Lors d’une récente rencontre à Londres, les deux gouvernements se sont engagés à mettre en œuvre l’accord de paix signé en juin 2025, à respecter le cessez-le-feu et à réduire les tensions dans cette zone sensible.
Ce territoire stratégique est âprement disputé entre l’armée congolaise et les rebelles de l’AFC-M23, qui s’appuient respectivement sur les milices Wazalendo et Twirwaneho.
Des infrastructures sanitaires prises pour cible
Les hostilités se poursuivent quotidiennement dans cette entité administrative du territoire de Fizi. Chaque jour apporte son lot de victimes et de destructions. Un habitant de Minembwe témoigne : « Le bloc de pédiatrie a été bombardé hier. Il y a le centre de santé Ilundu qui a été bombardé aussi, à côté de l’aérodrome. C’est chaque jour qu’il y a la guerre et les drones dérangent la population. La population a fui. La situation n’est pas bonne. Il y a toujours ces attaques de drones. »
Les civils pris au piège
L’escalade des violences autour de Minembwe ces dernières semaines a provoqué un exode massif des habitants. Le collectif des organisations de la Société civile du Sud-Kivu appelle au respect des accords, en priorité le cessez-le-feu.
Hypocrate Marume, membre du cadre de concertation de la société civile du Sud-Kivu, déplore : « Nous déplorons le fait que les civils continuent d’être les proies des belligérants un peu partout. La population continue à se déplacer. La crise s’intensifie et c’est nous, la population, qu’on est en train de tuer. En tant que société civile du Sud-Kivu, nous réitérons notre engagement de demander aux deux parties de déposer les armes pour discuter au nom de la paix. »

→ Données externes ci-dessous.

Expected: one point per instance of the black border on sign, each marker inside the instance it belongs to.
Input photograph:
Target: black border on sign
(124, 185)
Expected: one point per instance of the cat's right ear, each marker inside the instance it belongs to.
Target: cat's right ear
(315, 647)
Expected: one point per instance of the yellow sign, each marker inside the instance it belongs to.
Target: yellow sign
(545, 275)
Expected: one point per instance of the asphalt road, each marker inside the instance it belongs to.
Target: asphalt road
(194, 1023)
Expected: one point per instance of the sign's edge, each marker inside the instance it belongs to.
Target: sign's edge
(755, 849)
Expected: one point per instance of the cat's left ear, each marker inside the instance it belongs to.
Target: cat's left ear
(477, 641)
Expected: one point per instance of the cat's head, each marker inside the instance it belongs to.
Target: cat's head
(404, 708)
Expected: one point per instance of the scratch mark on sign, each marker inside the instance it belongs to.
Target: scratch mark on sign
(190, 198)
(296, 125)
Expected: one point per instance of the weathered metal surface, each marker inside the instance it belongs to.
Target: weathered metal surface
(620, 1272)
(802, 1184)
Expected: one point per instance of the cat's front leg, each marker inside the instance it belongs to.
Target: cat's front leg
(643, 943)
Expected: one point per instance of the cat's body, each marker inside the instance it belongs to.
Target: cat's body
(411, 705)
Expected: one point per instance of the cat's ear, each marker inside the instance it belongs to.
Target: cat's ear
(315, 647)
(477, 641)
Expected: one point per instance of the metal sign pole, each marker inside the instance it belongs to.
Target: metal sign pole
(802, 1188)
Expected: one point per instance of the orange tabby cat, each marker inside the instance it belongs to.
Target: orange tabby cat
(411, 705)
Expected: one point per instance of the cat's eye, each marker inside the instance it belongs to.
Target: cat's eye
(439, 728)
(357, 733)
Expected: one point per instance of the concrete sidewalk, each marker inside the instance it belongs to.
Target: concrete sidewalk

Un enjeu militaire et symbolique
Les combats à Minembwe s’expliquent par des tensions communautaires et une lutte pour le contrôle d’une zone clé, à la fois stratégique militairement et chargée de symboles.
Le professeur Philippe Doudou Kaganda, directeur scientifique du Centre de recherche sur les conflits et la paix dans la région des Grands lacs, analyse : « Minembwe est un vaste espace qui permettrait à la faction qui l’occupe de pouvoir mener des contre-offensives sur les factions adverses, aussi bien dans les moyens plateaux que dans la plaine de la Ruzizi. C’est un carrefour qui permet de joindre le territoire de Mwenga. Minembwe est aussi un espace de conflits depuis des décennies. Lorsqu’il est conquis par une faction, cela traduit une certaine victoire d’une guerre territoriale et ethnicisée. »
Pour les habitants de Minembwe, la paix reste un idéal lointain. Ils vivent sous une menace permanente, faite de bombardements de drones et d’échanges de tirs quasi ininterrompus.